In the past, allograft transplants were limited to osteochondral grafts because graft incorporation to host tissue was only possible at the bone level; the desired live articular cartilage transplant needed to remain attached to its underlying subchondral bone. It has been generally accepted that cartilage grafts without the subchondral bone attached would not be incorporated to either host cartilage (failure of lateral integration) or host subchondral bone (failure of basilar integration).[8] In fact, both autologous and allogeneic osteochondral grafts do not heal at the lateral margins (i.e., no donor cartilage/host cartilage integration is seen); only the basilar bone portion heals, which retains the overlying cartilage cap in its proper position. The host “heals” to the transplant through creeping substitution of the patient’s bone into the transplanted bone. In some cases, however, it has been suggested that host immunological responses to the bony portion of the osteochondral allograft led to possible nonincorporation and necrosis of the graft bone. Bugbee[9] reported that the greater the amount of transplant material used, the more patients become “antibody positive” and the higher the failure rate in this subset of patients. Historically, the majority of failures reported in early clinical series of osteochondral transplants were related to failure of the dead bone (e.g., thicker segments of bone failed with collapse similar to avascular necrosis). Thus, the amount of bone transplanted has been progressively decreased to the point that the technique is now termed osteochondral shell transplantation with cartilage-bone composite thicknesses of only 6 to 8 mm. The concept that cartilage could be transplanted without its underlying bony component and heal would have been considered ill-conceived by most cartilage surgeons even a few years ago.

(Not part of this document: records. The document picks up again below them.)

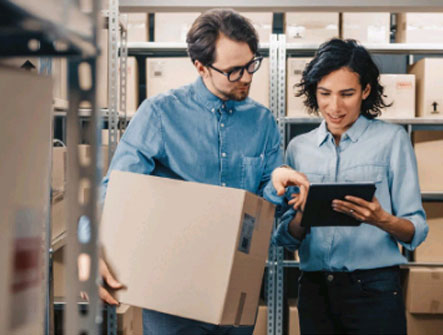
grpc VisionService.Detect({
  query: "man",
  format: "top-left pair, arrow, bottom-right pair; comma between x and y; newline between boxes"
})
100,9 -> 308,335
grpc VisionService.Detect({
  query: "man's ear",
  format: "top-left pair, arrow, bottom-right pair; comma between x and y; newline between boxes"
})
194,60 -> 209,78
362,84 -> 371,100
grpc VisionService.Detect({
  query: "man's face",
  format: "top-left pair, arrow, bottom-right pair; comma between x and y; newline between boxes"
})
204,35 -> 254,101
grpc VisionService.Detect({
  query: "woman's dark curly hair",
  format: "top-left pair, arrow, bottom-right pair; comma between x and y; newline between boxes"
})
295,38 -> 392,119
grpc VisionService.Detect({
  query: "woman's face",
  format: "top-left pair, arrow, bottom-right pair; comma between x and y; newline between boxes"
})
316,67 -> 371,137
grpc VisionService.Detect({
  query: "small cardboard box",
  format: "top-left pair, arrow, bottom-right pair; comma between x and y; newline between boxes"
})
380,74 -> 415,119
396,13 -> 443,43
252,302 -> 268,335
413,130 -> 443,192
286,12 -> 338,43
406,267 -> 443,314
288,299 -> 300,335
100,171 -> 274,325
414,203 -> 443,263
408,58 -> 443,118
342,13 -> 391,43
406,312 -> 443,335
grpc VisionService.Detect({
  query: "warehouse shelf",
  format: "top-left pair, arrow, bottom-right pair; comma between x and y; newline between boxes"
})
0,0 -> 97,56
128,42 -> 269,57
119,0 -> 443,13
286,43 -> 443,56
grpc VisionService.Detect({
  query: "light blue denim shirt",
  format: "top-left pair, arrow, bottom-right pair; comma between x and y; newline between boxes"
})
102,78 -> 283,200
268,116 -> 428,271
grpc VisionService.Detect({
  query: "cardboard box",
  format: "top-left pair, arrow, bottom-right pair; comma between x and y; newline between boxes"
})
117,305 -> 143,335
126,13 -> 149,42
408,58 -> 443,118
414,203 -> 443,263
406,312 -> 443,335
100,171 -> 274,325
0,68 -> 52,335
286,12 -> 338,43
406,267 -> 443,314
396,13 -> 443,43
154,12 -> 201,43
342,13 -> 391,43
288,299 -> 300,335
240,12 -> 273,43
252,302 -> 268,335
51,147 -> 68,192
146,57 -> 199,98
413,130 -> 443,192
380,74 -> 415,119
286,57 -> 316,117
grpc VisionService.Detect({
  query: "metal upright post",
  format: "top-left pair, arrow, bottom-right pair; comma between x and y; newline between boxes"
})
64,0 -> 102,335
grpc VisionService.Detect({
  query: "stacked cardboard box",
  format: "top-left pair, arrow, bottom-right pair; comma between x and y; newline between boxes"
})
413,131 -> 443,192
343,13 -> 390,43
100,171 -> 274,325
286,12 -> 338,43
396,13 -> 443,43
380,74 -> 415,119
406,267 -> 443,335
0,68 -> 52,335
408,58 -> 443,118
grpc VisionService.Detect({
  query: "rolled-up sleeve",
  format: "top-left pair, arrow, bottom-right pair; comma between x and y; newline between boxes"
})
389,129 -> 429,251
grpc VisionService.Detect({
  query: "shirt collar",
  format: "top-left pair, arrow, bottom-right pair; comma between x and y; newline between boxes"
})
317,115 -> 369,146
192,76 -> 244,113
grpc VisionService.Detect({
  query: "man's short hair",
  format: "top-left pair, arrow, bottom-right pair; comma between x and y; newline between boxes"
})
186,9 -> 258,66
296,38 -> 392,119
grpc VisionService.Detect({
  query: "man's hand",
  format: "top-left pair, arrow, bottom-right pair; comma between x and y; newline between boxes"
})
271,167 -> 309,209
79,258 -> 123,305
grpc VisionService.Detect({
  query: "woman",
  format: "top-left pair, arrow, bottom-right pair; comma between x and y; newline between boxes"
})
274,39 -> 428,334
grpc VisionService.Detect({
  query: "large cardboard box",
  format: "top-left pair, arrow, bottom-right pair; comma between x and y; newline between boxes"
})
240,12 -> 273,43
286,12 -> 338,43
408,58 -> 443,117
154,12 -> 201,43
406,312 -> 443,335
286,57 -> 315,117
415,203 -> 443,263
288,299 -> 300,335
342,13 -> 391,43
413,130 -> 443,192
146,57 -> 199,98
0,68 -> 52,335
396,13 -> 443,43
117,305 -> 143,335
380,74 -> 415,119
406,267 -> 443,314
252,303 -> 268,335
100,171 -> 274,325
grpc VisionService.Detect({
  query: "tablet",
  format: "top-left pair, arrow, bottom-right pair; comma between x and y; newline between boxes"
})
301,182 -> 375,228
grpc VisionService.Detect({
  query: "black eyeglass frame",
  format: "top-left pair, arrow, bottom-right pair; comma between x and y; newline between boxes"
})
208,55 -> 263,83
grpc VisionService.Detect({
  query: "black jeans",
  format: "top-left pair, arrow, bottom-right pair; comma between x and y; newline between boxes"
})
298,266 -> 406,335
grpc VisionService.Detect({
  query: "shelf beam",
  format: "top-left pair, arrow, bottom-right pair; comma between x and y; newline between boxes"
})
120,0 -> 443,13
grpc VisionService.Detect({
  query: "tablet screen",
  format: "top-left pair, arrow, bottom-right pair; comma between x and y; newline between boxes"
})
301,182 -> 375,227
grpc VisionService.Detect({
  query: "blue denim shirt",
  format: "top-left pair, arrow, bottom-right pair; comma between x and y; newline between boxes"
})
102,78 -> 283,200
269,116 -> 428,271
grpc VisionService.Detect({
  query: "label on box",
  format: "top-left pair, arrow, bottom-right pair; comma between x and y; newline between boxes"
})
238,213 -> 255,254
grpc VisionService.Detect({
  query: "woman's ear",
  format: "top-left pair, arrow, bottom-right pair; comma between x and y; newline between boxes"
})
362,84 -> 371,100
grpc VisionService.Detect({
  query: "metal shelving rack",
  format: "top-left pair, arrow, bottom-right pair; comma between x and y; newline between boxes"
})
110,0 -> 443,335
0,0 -> 101,334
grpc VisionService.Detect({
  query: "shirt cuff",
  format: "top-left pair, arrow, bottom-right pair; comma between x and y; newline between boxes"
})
398,215 -> 429,251
272,208 -> 301,251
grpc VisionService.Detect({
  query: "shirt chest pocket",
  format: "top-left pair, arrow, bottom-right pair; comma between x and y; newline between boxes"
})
242,154 -> 265,193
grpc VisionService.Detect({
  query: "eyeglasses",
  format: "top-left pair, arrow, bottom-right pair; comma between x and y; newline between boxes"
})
208,56 -> 263,83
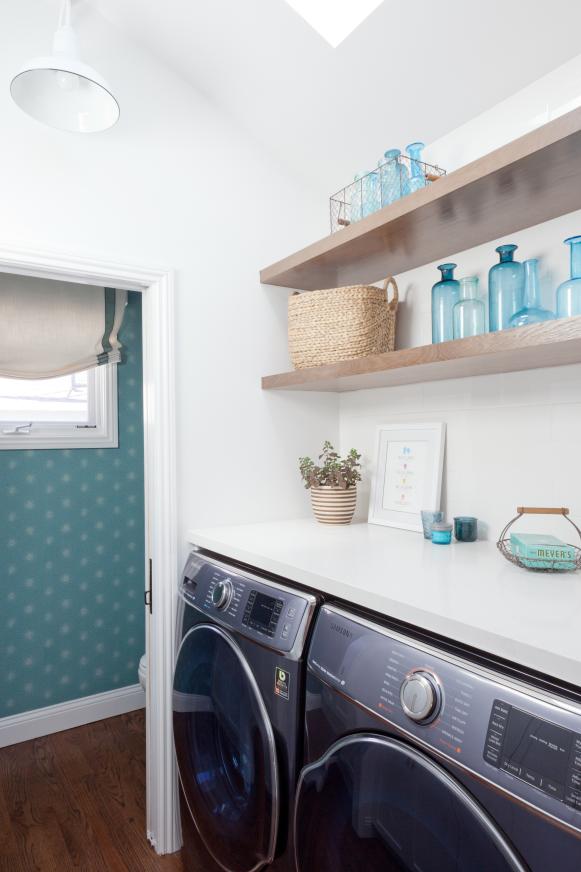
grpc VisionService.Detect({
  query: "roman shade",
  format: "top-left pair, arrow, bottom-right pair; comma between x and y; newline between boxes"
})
0,276 -> 127,379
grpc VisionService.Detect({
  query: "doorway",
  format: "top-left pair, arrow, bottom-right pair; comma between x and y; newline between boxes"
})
0,247 -> 180,854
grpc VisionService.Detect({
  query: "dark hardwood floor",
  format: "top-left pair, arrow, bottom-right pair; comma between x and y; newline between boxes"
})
0,711 -> 185,872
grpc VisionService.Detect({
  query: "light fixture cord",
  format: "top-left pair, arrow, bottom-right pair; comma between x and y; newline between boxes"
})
59,0 -> 71,27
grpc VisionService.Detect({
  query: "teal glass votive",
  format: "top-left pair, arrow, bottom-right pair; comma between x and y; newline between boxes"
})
422,509 -> 444,539
454,516 -> 478,542
432,521 -> 452,545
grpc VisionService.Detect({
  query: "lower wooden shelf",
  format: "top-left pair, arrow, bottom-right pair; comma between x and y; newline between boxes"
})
262,317 -> 581,392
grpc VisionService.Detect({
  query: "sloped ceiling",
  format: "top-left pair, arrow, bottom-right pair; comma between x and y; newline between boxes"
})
89,0 -> 581,193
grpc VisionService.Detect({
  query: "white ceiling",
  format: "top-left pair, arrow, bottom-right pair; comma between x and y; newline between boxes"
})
90,0 -> 581,194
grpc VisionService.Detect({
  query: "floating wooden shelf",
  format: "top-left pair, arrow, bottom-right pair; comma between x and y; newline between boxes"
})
260,109 -> 581,290
262,317 -> 581,391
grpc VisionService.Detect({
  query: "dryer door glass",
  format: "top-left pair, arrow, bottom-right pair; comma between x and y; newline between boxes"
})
173,624 -> 278,872
295,735 -> 526,872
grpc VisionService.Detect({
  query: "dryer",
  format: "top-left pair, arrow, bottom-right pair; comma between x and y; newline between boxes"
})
295,605 -> 581,872
173,551 -> 317,872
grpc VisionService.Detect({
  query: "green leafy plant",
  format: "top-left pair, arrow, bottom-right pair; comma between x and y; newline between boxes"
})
299,442 -> 361,490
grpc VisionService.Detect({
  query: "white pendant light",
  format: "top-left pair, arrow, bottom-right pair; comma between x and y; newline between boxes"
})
10,0 -> 119,133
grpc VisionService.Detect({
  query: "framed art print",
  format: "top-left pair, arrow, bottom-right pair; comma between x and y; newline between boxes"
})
368,423 -> 446,533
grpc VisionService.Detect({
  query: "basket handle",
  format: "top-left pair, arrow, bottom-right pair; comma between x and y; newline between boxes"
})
383,276 -> 399,309
517,506 -> 569,515
497,506 -> 581,545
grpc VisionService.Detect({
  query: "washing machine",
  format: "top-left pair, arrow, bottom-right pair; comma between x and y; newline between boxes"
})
173,551 -> 317,872
294,605 -> 581,872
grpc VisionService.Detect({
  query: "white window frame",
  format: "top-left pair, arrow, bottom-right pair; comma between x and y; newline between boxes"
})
0,364 -> 119,451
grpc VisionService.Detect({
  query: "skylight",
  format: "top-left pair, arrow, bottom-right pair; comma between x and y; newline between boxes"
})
286,0 -> 383,48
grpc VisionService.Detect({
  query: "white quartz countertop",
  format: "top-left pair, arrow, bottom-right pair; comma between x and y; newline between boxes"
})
188,520 -> 581,685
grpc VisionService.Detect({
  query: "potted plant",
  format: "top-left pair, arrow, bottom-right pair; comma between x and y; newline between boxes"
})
299,442 -> 361,524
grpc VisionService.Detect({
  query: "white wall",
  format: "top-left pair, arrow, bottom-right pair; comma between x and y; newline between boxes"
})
340,56 -> 581,541
0,0 -> 338,533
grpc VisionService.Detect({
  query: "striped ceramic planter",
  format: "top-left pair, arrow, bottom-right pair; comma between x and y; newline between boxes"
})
311,485 -> 357,524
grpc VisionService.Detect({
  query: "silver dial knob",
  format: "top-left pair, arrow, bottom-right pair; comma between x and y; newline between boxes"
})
399,671 -> 442,724
212,578 -> 234,611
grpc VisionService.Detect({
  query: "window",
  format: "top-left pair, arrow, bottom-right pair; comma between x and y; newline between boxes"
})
0,364 -> 118,450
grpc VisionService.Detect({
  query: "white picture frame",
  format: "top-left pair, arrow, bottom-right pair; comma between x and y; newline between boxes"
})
367,422 -> 446,533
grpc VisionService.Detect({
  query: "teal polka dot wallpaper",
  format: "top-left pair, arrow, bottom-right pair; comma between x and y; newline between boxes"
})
0,293 -> 145,717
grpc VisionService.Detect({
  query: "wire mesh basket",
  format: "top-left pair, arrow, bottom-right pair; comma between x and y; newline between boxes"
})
496,506 -> 581,572
329,154 -> 446,233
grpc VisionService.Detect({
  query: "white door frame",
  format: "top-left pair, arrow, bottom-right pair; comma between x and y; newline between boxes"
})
0,243 -> 180,854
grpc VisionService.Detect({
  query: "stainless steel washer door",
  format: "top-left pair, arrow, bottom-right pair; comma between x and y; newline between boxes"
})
173,624 -> 279,872
295,734 -> 527,872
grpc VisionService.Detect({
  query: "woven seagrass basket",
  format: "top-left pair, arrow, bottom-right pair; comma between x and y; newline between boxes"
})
288,276 -> 398,369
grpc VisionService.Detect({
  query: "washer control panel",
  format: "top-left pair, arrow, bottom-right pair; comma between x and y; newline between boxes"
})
180,551 -> 315,653
483,699 -> 581,810
308,606 -> 581,832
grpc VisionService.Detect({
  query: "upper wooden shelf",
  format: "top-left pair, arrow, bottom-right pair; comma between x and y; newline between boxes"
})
262,317 -> 581,392
260,109 -> 581,290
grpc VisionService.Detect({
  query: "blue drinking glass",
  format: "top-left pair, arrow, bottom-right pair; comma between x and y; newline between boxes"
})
510,257 -> 555,327
432,263 -> 460,342
557,236 -> 581,318
488,244 -> 525,333
378,148 -> 402,206
406,142 -> 426,191
361,170 -> 381,218
454,276 -> 486,339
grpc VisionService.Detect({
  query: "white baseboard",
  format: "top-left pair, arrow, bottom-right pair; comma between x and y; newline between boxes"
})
0,684 -> 145,748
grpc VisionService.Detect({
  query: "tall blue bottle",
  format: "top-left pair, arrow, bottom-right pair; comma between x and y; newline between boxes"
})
557,236 -> 581,318
432,263 -> 460,342
510,257 -> 555,327
488,244 -> 525,333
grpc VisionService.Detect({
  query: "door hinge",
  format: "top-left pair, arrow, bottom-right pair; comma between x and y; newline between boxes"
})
143,557 -> 153,615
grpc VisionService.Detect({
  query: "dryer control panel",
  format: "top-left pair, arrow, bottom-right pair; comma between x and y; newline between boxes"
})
308,606 -> 581,832
180,551 -> 315,654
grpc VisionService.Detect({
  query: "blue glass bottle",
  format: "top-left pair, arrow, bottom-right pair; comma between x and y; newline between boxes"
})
432,263 -> 460,342
454,276 -> 486,339
557,236 -> 581,318
510,257 -> 555,327
361,170 -> 381,218
349,173 -> 365,224
488,244 -> 524,333
406,142 -> 426,191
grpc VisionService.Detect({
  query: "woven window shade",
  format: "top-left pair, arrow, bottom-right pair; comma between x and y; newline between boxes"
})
0,276 -> 127,379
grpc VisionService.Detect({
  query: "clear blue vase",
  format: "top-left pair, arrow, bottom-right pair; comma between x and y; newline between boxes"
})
557,236 -> 581,318
454,276 -> 486,339
378,148 -> 402,206
432,263 -> 460,342
361,170 -> 381,218
406,142 -> 426,191
488,244 -> 525,333
510,257 -> 555,327
349,173 -> 365,224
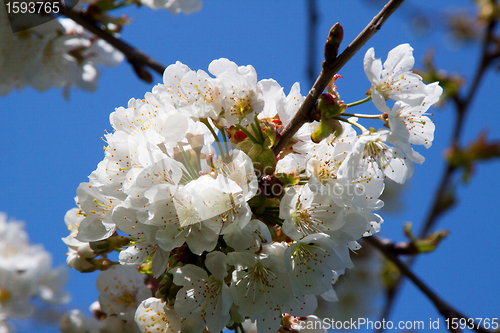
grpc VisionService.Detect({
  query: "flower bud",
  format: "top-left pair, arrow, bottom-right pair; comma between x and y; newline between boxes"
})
318,93 -> 347,119
76,243 -> 97,259
325,23 -> 344,63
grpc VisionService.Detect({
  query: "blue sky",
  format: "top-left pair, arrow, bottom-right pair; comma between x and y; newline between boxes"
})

Notwithstanding this widely held skepticism regarding the clinical efficacy of chondral grafts, the development of a particulated juvenile cartilage allograft and methods of surgically implanting the same were undertaken via a series of in vitro and in vivo animal studies. The preliminary demonstration of human clinical efficacy reported here is consistent with basic science research findings from these preclinical studies showing that new extracellular matrix can be formed between 2 adjacent juvenile cartilage cubes in an explant culture study and that particulated juvenile cartilage xenografts healed chondral defects on trochlear areas of horse knee joints. In addition, the present results expand and improve on prior efforts to treat cartilage defects with either particulated chondral or osteochondral tissue from mature donors. For example, Stone et al.[10] implanted a paste of autologous osteochondral tissue into cartilage defects concomitantly treated with microfracture. Although Stone et al. reported good clinical results, animal studies showed that the combination of bone and cartilage in a paste formed bone and cartilage, whereas cartilage pieces alone formed cartilage.[10] Similarly, Albrecht et al.[11] showed that cartilage allograft transplantation led to cartilage (and bone) defect healing in the rabbit when the investigators implanted small pieces of mature articular cartilage in a full-thickness defect that also had the bone bed drilled. In that study, it appeared that chondrocytes within the cartilage pieces migrated out of the cartilage matrix, multiplied, and formed new extracellular matrix (i.e., hyaline-like cartilage tissue) and integrated with surrounding host cartilage. Further animal studies in the SCID mouse, goat, and horse models showed that particulated adult cartilage grafts can remodel to form a continuous volume of repair tissue.[12,13]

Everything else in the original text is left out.